Inflation fell by 1,6% in December, bringing the average for the year to 4,0%. From this point of view the dynamics of prices is expected to remain weak even if increasing due to the recovery of domestic demand. Since 2005, monetary policy has been conducted under the regime of inflation targeting. For the current year and for 2015, the National Bank of Romania (NBR) has set its end-of-period inflation target at 2,5%, with a range of +/-1%. Faced with expectations of easing inflationary pressures, the NBR started in July last year monetary easing cycle reducing the policy rate in several steps up to 3,5% in February. At the beginning of the year, the local currency had experienced a slight weakening, going from 4,4 ron per euro to 4,6 due to the worries about international markets in the face of heightened political instability in Ukraine. Subsequently, positive internal factors in the country, such as the containment of the deficit and the good performance of the real economy, favored a partial recovery and the local currency appreciated up to the current level of 4,5.
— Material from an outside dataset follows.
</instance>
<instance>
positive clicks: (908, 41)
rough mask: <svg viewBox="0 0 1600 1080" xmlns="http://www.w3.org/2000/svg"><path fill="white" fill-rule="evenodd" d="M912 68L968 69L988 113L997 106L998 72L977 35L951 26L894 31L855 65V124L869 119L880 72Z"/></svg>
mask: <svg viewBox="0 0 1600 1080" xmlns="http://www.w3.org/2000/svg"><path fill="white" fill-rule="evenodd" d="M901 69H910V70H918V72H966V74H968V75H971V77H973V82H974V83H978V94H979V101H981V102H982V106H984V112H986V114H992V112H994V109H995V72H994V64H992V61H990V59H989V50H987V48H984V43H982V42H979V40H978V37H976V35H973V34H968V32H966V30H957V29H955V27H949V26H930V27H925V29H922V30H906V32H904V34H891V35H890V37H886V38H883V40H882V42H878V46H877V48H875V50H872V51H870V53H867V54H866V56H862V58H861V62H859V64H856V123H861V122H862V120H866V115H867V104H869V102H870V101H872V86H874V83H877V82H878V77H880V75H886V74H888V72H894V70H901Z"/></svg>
The budget deficit in Romania is estimated to decrease to 2,6% of GDP in 2013 from 3,0% the previous year. For 2014, the budget deficit is forecast at 2,2% of GDP if one takes into account the latest measures approved by the Government, i.e., on the side of budget expenditure, the spending commitments for the increase in public salaries, on the revenue side, the increase in excise taxes on energy products, and the expansion of the tax base for wealth tax. In 2015, thanks to the expected acceleration of GDP, the deficit should decrease further to 1,8%. Another positive factor, public debt is estimated at around 38% of GDP in 2013. If the public deficit were to remain below 2,0% in the medium-long term, then the public debt would stabilize close to 30%. On the other hand, in 2013 the current deficit amounted to 1,1% of GDP, down from 4,4% in 2012. For 2014, the government expects the trade deficit to be around 1,2% of GDP. The imbalance in the external accounts is therefore expected to be quite contained also in 2015. It is plausible that the correction of the current deficit will be affected by the structural component due to the expected adjustment of the public finances. With a current deficit stably at 2,0%, according to Instesa Sanpaolo in the medium-long term, external debt could stabilize at 30% of GDP, in decisive correction from the current value of about 70%. From this point of view a relatively small current account deficit, if maintained in the medium/long term, facilitates the sustainability of external debt, data confirmed by a ratio between official reserves at the end of 2014 and the sum of the current deficit and cumulative maturing financial commitments estimated at 2,2, therefore higher than the unit which represents the alert threshold.

They remain positive prospects for a strengthening of Romania's economic fundamentals in the long term with the more solid economic dynamics of the Euro Area and thanks to the implementation of the reforms necessary to increase the country's competitiveness. In the medium term, the IMF expects GDP to return to growth above 3,5%. Notwithstanding the above, the significant foreign debt, equal to about 70% of GDP, still represents the greatest element of economic vulnerability of Romania. To this must be added the strong energy dependence, since Romania depends on Russia for more than 15% of its energy needs. The forecast scenario is therefore subject to downside risks associated with the current political tension involving Russia and Ukraine.